What is Barbera?                       


Barbera is a red Italian grape known for deep color, low tannins, and high acidity. Its high yield makes it historically known as a “peasant's wine,” since it is easily mass-produced. It can be made into a variety of wines, ranging from medium-bodied, fruity versions to more powerful, intense wines intended to be cellared.


Where is Barbera from?


The Barbera grape originates in northwestern Italy, dating back to the 13th century, and today it is the third most planted variety in Italy. Century-old vines still exist in Italy, yielding long-aging, intensely fruity wines. In the 19th and 20th centuries, immigrants brought the vines to the Americas, where it's now primarily grown in California and Argentina and its acidity is valued for use in blends and mass-produced jug wines.

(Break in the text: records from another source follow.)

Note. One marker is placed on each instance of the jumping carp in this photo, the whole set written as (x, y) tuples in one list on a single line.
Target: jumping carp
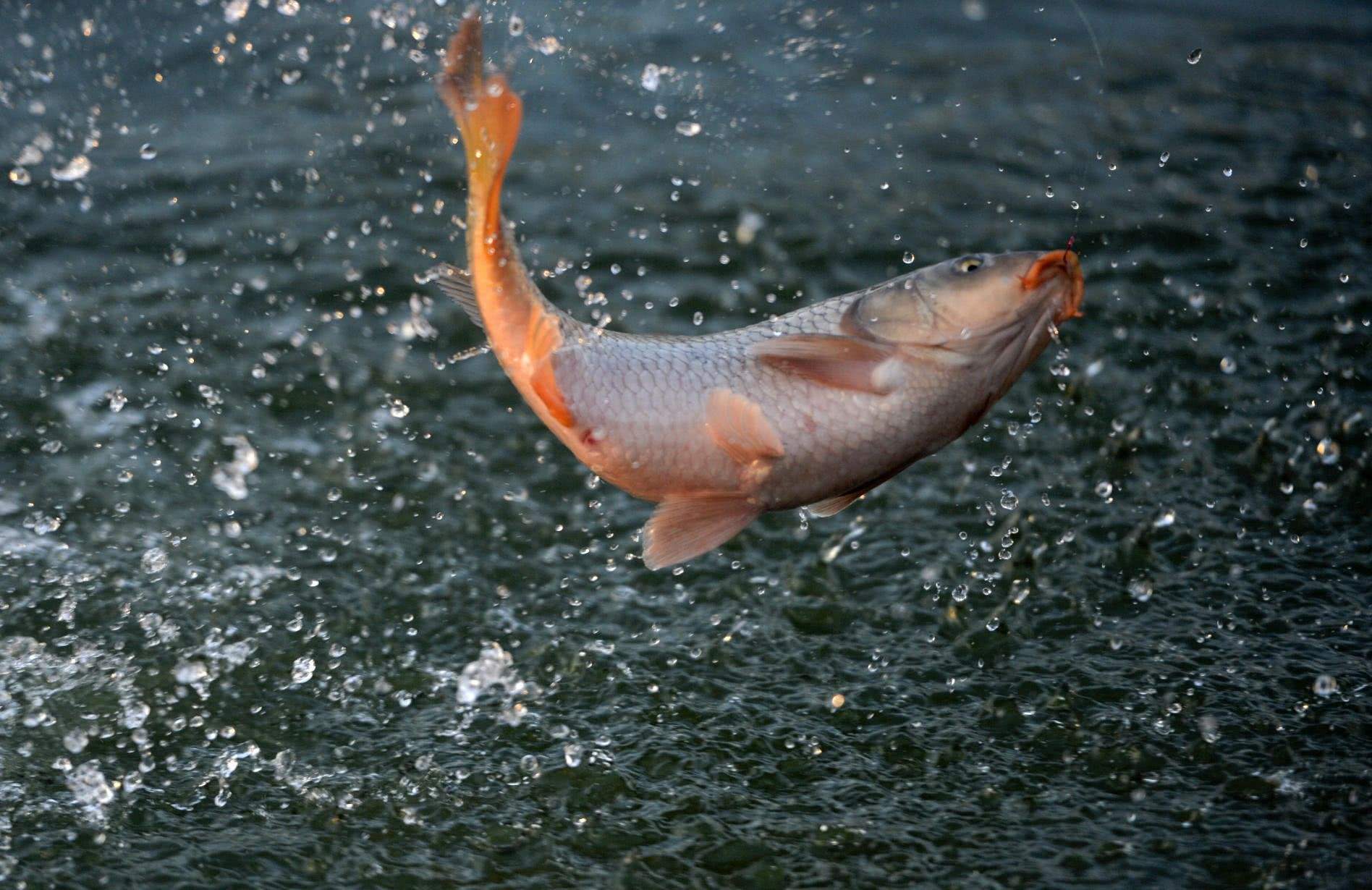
[(816, 407)]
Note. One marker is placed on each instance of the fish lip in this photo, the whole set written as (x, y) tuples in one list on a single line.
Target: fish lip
[(1051, 265)]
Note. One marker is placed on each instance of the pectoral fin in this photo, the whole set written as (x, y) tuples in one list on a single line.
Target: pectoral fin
[(833, 361), (740, 428), (684, 527), (457, 284)]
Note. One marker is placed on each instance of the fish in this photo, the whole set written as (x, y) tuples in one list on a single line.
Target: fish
[(811, 409)]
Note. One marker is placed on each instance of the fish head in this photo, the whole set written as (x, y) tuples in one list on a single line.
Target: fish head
[(973, 301)]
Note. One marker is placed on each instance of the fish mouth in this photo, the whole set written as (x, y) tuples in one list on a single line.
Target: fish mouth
[(1053, 265)]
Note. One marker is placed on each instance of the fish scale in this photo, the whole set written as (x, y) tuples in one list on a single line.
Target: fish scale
[(813, 407)]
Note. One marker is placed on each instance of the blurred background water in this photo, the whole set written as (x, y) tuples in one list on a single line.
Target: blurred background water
[(297, 593)]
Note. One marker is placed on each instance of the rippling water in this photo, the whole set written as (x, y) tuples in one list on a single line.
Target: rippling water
[(291, 596)]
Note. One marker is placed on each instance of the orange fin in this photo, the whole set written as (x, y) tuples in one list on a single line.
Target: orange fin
[(488, 113), (542, 340), (684, 527), (738, 427), (833, 361), (545, 387)]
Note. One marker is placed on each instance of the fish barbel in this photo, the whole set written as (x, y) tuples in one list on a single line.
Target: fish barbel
[(814, 407)]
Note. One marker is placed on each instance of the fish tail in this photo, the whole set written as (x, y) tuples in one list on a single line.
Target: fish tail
[(522, 326), (488, 114)]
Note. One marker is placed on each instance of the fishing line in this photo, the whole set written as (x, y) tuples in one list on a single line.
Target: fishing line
[(1095, 46)]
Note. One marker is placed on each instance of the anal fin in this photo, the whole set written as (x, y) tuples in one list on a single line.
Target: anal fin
[(834, 505), (684, 527), (833, 361)]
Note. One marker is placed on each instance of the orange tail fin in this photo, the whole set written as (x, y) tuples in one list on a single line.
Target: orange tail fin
[(488, 114)]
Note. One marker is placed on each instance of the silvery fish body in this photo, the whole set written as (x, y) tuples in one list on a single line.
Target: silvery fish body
[(814, 407)]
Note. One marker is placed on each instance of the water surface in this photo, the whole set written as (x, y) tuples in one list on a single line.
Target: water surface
[(294, 597)]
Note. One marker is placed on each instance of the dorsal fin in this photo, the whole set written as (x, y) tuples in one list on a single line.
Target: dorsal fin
[(687, 525), (833, 361), (457, 284)]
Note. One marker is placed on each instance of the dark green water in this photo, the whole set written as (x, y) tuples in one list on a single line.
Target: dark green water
[(294, 598)]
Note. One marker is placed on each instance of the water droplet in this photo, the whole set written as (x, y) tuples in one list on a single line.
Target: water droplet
[(75, 741), (235, 10), (154, 560), (73, 170), (302, 669), (651, 78), (188, 672), (1329, 450)]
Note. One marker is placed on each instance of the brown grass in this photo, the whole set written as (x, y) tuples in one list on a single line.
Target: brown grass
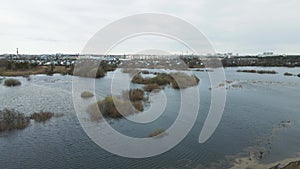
[(11, 120), (86, 94), (151, 87), (12, 82), (178, 80)]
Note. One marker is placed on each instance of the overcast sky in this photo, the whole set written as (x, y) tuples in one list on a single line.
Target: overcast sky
[(65, 26)]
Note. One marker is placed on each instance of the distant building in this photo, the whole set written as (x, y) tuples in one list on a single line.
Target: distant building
[(265, 54)]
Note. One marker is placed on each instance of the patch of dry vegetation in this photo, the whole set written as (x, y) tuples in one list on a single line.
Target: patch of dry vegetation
[(12, 120), (151, 87), (12, 82), (178, 80), (86, 94)]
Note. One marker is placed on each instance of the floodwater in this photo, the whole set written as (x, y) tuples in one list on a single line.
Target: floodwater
[(262, 114)]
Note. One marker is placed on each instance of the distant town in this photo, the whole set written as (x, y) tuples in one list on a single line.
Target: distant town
[(193, 61)]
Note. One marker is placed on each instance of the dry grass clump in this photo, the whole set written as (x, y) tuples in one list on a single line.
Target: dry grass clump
[(83, 68), (41, 116), (11, 120), (151, 87), (182, 80), (266, 72), (133, 94), (178, 80), (12, 82), (86, 94)]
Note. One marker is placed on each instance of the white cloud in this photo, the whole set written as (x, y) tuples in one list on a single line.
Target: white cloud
[(248, 26)]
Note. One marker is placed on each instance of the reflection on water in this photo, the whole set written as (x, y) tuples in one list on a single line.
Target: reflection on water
[(252, 123)]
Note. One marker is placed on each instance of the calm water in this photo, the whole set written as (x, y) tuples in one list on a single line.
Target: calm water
[(250, 123)]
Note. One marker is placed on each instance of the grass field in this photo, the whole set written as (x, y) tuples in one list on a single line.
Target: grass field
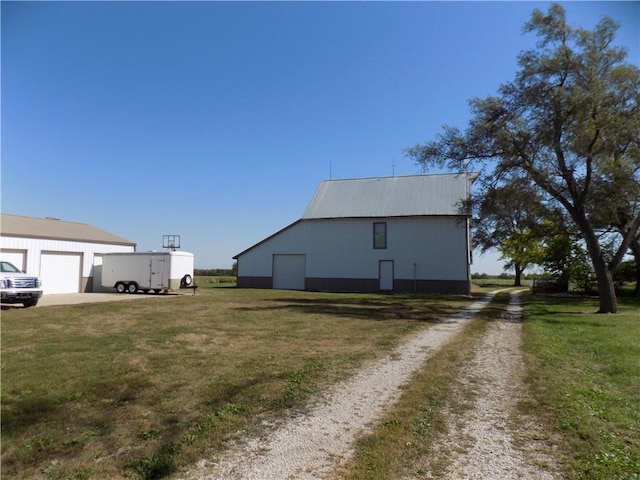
[(138, 389), (584, 377), (585, 373)]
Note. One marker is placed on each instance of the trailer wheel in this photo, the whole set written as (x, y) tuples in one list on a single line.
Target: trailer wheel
[(185, 281)]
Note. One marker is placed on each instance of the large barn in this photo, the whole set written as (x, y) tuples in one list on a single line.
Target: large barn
[(389, 234), (61, 253)]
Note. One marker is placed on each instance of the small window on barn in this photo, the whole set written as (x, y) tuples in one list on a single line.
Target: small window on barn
[(380, 235)]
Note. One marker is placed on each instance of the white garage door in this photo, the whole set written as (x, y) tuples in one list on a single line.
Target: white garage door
[(60, 272), (14, 256), (288, 272)]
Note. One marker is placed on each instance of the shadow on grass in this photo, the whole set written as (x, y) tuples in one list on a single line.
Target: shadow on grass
[(401, 307)]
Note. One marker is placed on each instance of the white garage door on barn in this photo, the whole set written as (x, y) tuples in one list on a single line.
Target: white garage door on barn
[(288, 272), (17, 257), (60, 272)]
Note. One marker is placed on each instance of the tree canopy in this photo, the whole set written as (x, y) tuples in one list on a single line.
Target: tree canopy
[(570, 124)]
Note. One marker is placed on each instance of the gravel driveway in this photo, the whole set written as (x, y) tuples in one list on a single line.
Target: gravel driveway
[(314, 444)]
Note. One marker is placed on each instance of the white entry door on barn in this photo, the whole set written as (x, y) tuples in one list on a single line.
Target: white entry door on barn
[(289, 272), (386, 274), (60, 272)]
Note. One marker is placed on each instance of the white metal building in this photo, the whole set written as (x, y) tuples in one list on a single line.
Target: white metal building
[(61, 253), (400, 234)]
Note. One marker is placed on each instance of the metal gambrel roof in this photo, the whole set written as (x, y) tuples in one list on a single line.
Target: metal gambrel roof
[(415, 195), (52, 228)]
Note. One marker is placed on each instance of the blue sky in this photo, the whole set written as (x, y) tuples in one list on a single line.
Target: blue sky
[(216, 121)]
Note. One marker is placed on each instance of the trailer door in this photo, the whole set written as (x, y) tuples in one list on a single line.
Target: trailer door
[(157, 279)]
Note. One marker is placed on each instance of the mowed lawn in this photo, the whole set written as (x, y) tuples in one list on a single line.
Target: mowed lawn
[(585, 375), (139, 389)]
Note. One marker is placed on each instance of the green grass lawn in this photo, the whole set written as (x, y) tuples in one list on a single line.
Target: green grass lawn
[(586, 378), (139, 389)]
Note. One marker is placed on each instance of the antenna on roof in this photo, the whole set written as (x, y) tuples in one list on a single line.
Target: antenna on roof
[(171, 242)]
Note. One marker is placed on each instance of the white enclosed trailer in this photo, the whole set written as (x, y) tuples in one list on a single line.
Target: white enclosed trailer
[(148, 271)]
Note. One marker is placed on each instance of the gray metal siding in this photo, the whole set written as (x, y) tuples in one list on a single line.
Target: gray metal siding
[(433, 248), (416, 195)]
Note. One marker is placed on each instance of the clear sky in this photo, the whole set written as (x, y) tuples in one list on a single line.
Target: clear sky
[(216, 121)]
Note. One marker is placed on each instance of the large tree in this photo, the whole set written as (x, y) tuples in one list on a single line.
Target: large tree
[(572, 115), (506, 219)]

Due to its high acidity, Barbera is often blended with softer wines or aged in small oak barrels, creating a rounder, richer wine with plum and spice flavors. However, lower yields and riper grapes tend to be the best method for balancing acidity. It's often aged in toasted oak barrels, which creates a more complex wine with a greater aging potential.


How to Pair Barbera


Barbera's acidity makes it very versatile for food pairing, and it plays well with both meat and fish, especially with a tomato-based sauce. It works quite well with meat- and tomato-based pasta dishes, as well as heartier meat dishes such as sausage or chili. Barbera also pairs nicely with most hard cheeses, so grab a Bolognese, some good Parmesan, and a bottle of Barbera, for an Italian dinner party that’s bursting with flavor.